By dealing with problems when they actually exist rather than making them up in your mind in advance you will calm down and not trigger anxiety or fear that are based on illusions and worrying. Speaking in public is not dangerous, you are not in imminent danger or threatened physically. A public speech or a presentation may actually be a pleasant experience where you are given the possibility to express yourself freely and to have fun being spontaneous.

Doubt regarding ones own spontaneity is also something that sustains the anxiety. Our thoughts and internal self-talk is something that happens spontaneously and automatic, but when we doubt if this ability actually exist we start repeating to ourselves: “What am I going to say”, and then we start planning in advance how to formulate and articulate ourselves because we wish to control what we say so that we won’t say anything “wrong or stupid” and be humiliated and lose face in the situation. However, this need for control and doubt about ones spontaneity only makes one more afraid and hesitant.

Another assumption that maintains the anxiety is that one must try to hide anxiety, nervousness, or feelings from others. Many people in essence wants to be like a robot that says only the perfect things in a perfect way while they are completely calm and emotionless, but this is not possible. Don’t try to hide that you are nervous or are having other feelings and you will notice that you’ll calm down significantly.

Another worry that maintains the anxiety is that what we have to say is not going to have any value to other people.
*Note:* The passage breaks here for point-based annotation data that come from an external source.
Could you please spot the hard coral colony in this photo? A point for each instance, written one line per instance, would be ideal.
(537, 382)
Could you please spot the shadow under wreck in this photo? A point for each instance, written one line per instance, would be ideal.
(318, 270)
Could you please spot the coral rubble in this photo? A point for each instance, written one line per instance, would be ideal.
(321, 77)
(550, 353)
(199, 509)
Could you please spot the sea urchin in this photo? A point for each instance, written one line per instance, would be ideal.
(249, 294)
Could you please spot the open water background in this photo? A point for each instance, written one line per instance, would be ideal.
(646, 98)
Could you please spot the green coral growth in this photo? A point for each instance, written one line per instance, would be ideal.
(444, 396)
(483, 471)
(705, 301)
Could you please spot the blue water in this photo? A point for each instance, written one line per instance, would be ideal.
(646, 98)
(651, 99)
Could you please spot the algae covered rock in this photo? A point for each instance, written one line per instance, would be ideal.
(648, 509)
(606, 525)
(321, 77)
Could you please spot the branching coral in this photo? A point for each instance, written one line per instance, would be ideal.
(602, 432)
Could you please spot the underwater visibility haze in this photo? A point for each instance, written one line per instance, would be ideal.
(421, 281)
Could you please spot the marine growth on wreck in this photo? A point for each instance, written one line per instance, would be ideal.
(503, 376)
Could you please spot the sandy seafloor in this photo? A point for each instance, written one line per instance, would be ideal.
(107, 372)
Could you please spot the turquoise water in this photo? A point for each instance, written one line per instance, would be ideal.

The worry is that we take from others more than we give to them. For example it is common to think that one is stealing valuable time from others, repeat what others have said, only state obvious or superficial things, or make others bored or think that we are uninteresting as people. This worry is based on an underlying assumption that we are responsible for other peoples level of interest in others. This is a faulty assumption since other people are responsible for their own level of interest, attention, compassion, and desire to learn from others. A shift in perception away from seeing oneself as one that takes energy, steals time from others, and bores others, towards a view of self as one that gives value and motivates and inspires and contributes with new knowledge or a pleasant vibe is an attainable goal.
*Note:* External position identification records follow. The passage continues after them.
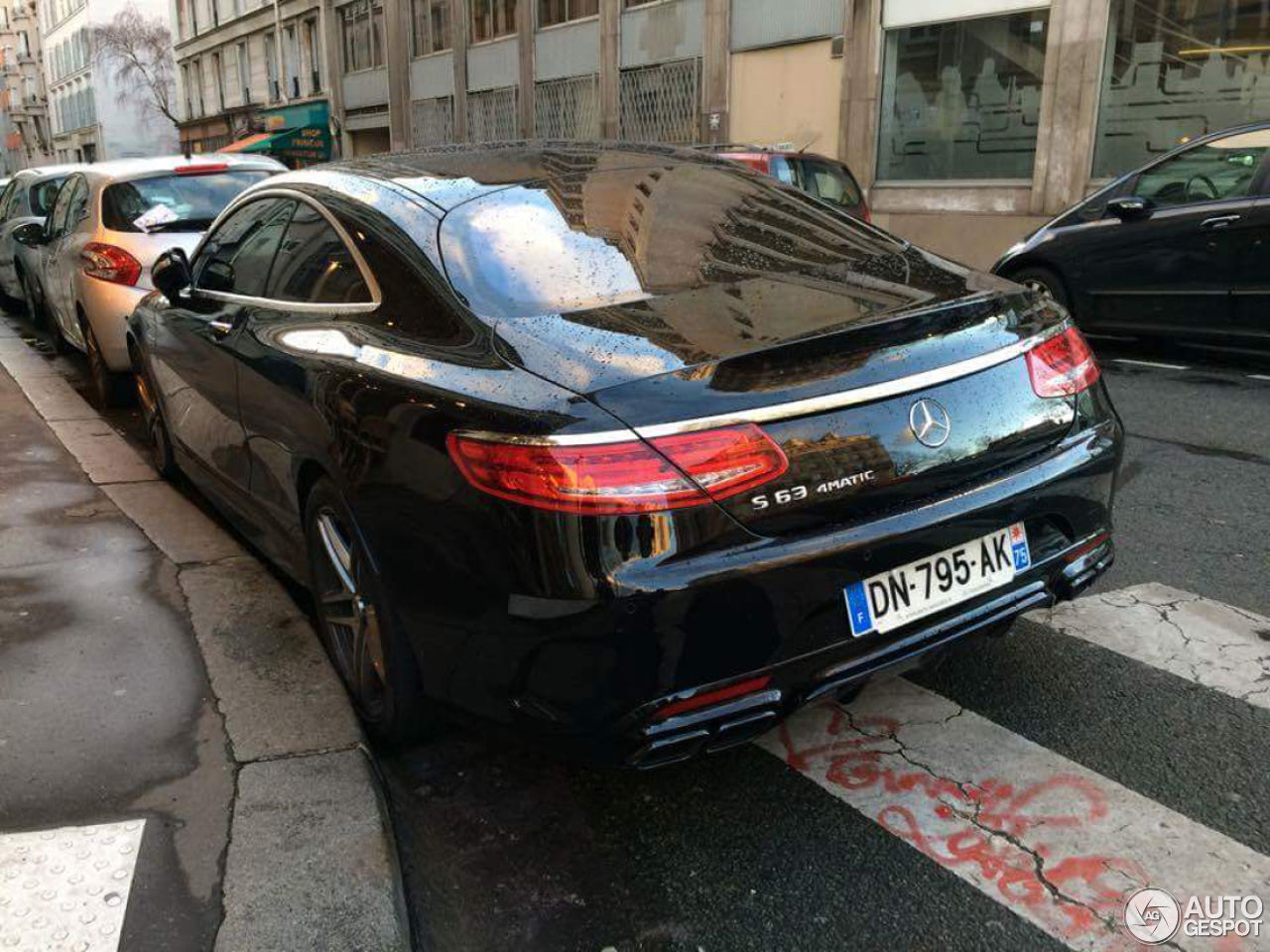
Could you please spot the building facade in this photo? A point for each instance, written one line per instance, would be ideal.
(969, 122)
(24, 131)
(91, 117)
(253, 76)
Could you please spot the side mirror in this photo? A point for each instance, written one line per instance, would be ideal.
(1129, 208)
(32, 234)
(171, 273)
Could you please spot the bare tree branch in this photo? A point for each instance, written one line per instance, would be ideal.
(137, 51)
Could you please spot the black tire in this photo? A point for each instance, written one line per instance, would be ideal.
(32, 302)
(357, 625)
(158, 438)
(112, 389)
(1046, 281)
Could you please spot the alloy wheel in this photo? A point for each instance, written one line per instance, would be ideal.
(349, 616)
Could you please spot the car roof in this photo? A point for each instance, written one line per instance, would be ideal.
(449, 176)
(125, 169)
(49, 171)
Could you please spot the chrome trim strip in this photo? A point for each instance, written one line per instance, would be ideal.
(372, 286)
(797, 408)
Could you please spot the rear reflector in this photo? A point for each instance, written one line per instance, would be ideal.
(109, 263)
(712, 697)
(612, 479)
(202, 169)
(1062, 366)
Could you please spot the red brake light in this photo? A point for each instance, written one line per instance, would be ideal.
(109, 263)
(712, 697)
(200, 169)
(1062, 366)
(611, 479)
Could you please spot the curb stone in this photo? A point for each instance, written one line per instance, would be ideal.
(312, 862)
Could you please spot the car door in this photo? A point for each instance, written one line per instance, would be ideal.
(51, 270)
(9, 204)
(191, 356)
(1171, 272)
(1250, 287)
(317, 287)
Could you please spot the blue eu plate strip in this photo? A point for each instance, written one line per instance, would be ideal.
(857, 608)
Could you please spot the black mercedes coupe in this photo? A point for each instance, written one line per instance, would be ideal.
(625, 447)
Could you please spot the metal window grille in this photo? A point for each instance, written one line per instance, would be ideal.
(434, 121)
(567, 108)
(493, 114)
(662, 103)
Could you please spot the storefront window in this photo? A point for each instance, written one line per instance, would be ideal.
(961, 100)
(1175, 70)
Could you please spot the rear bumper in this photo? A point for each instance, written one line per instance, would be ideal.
(657, 743)
(108, 307)
(594, 676)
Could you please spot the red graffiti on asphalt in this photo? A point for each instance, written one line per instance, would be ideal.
(987, 821)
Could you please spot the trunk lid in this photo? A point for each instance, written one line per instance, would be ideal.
(847, 408)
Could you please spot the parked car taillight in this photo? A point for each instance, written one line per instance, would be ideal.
(610, 479)
(111, 263)
(1062, 366)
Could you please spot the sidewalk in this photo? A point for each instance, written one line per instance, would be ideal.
(180, 769)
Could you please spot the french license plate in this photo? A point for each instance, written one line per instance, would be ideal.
(890, 599)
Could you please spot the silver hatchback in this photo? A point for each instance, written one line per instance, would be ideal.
(108, 225)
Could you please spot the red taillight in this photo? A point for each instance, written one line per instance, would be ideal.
(1062, 366)
(202, 169)
(109, 263)
(611, 479)
(712, 697)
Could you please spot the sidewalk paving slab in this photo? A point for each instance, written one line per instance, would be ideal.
(309, 858)
(102, 452)
(277, 690)
(308, 861)
(173, 524)
(58, 400)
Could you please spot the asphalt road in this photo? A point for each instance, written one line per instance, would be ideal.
(506, 847)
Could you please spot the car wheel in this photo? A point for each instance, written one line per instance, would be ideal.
(162, 454)
(35, 311)
(1044, 281)
(112, 389)
(357, 625)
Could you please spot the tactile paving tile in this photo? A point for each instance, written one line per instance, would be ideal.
(66, 890)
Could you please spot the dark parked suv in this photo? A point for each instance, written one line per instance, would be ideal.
(1175, 250)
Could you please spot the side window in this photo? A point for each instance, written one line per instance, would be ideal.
(56, 223)
(44, 194)
(1216, 171)
(783, 171)
(316, 264)
(829, 182)
(239, 254)
(7, 199)
(79, 204)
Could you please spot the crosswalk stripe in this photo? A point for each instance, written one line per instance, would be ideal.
(1194, 638)
(1058, 844)
(66, 889)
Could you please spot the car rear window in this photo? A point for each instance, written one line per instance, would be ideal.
(44, 193)
(617, 236)
(175, 202)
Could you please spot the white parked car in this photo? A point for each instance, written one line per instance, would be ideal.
(27, 198)
(107, 226)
Practice (in the right way) makes perfect.

No one is born as the perfect public speaker or story teller. Most great speakers and presenters can tell you that much hard work and practice is required before speaking or presenting something that seems to flow effortlessly. Even one of the worlds greatest speakers and entertainers, the comedian Steve Martin, confesses that he practices every speech out loud at least 20 times before presenting it. The worlds best public speaker practices out loud 20 times before presenting a speech!
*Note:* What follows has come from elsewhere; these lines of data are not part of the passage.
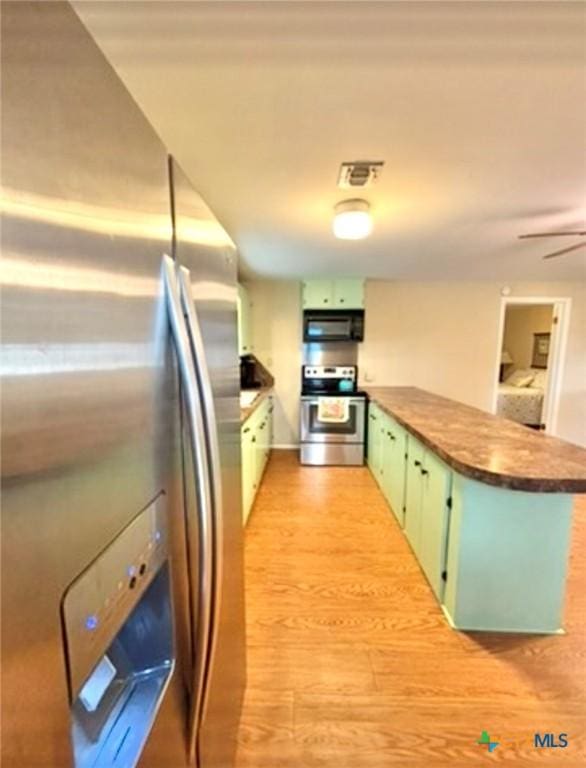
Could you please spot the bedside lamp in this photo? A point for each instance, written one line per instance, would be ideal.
(506, 359)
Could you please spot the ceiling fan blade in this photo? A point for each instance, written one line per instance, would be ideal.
(565, 250)
(579, 233)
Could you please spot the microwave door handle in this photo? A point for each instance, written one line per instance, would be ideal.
(201, 583)
(213, 449)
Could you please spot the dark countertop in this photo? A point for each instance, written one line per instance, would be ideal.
(485, 447)
(263, 393)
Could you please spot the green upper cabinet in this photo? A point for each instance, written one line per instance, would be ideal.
(333, 294)
(349, 294)
(245, 346)
(318, 294)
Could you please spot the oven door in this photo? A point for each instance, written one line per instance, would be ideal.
(315, 431)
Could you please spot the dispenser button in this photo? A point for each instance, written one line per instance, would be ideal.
(91, 622)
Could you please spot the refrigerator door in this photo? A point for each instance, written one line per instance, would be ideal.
(90, 433)
(204, 248)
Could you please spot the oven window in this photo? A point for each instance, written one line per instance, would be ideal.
(323, 328)
(317, 427)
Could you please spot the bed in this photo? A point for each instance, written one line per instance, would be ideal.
(522, 403)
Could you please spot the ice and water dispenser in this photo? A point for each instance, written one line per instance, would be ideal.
(118, 628)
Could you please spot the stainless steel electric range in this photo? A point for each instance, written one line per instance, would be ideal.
(324, 442)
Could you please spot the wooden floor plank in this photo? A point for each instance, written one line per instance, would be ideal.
(351, 662)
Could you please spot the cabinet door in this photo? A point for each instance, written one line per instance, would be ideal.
(394, 469)
(398, 470)
(436, 488)
(318, 294)
(270, 426)
(349, 294)
(387, 440)
(244, 324)
(373, 429)
(247, 471)
(413, 500)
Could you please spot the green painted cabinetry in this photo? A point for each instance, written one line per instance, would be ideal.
(436, 486)
(256, 441)
(496, 559)
(245, 346)
(386, 449)
(333, 294)
(393, 472)
(414, 495)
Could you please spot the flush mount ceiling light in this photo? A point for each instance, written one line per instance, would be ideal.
(352, 220)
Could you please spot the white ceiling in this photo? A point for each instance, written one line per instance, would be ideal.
(477, 109)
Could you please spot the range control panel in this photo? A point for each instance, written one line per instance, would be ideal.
(98, 602)
(329, 372)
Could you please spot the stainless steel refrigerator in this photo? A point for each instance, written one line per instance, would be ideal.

Even some of the top actors and presenters admit that the butterflies they feel in the stomach before going on stage is something that never completely goes away. This is a fact that needs to be understood. No matter how well you rehearse and prepare for a presentation there will always be a feeling in the body present. It is possible to re-contextualize this feeling as something positive rather than something exclusively negative. To regard the butterflies in the stomach as your emerging spontaneity or as the joy of self-expression that tries to break lose, makes it so that one doesn’t fear the bodily sensations, but rather that one accepts them and asks for more of them so that this bodily activation can take the form of enthusiasm, feeling, and humor instead.

A big part of the process of overcoming the fear of public speaking is to re-contextualize the anxiety so that what is interpreted as fear and discomfort today may be interpreted as expectation, excitement, enthusiasm, and energy tomorrow. This is a realistic goal to accomplish through self-discipline, motivation, and continuous effort and rehearsal.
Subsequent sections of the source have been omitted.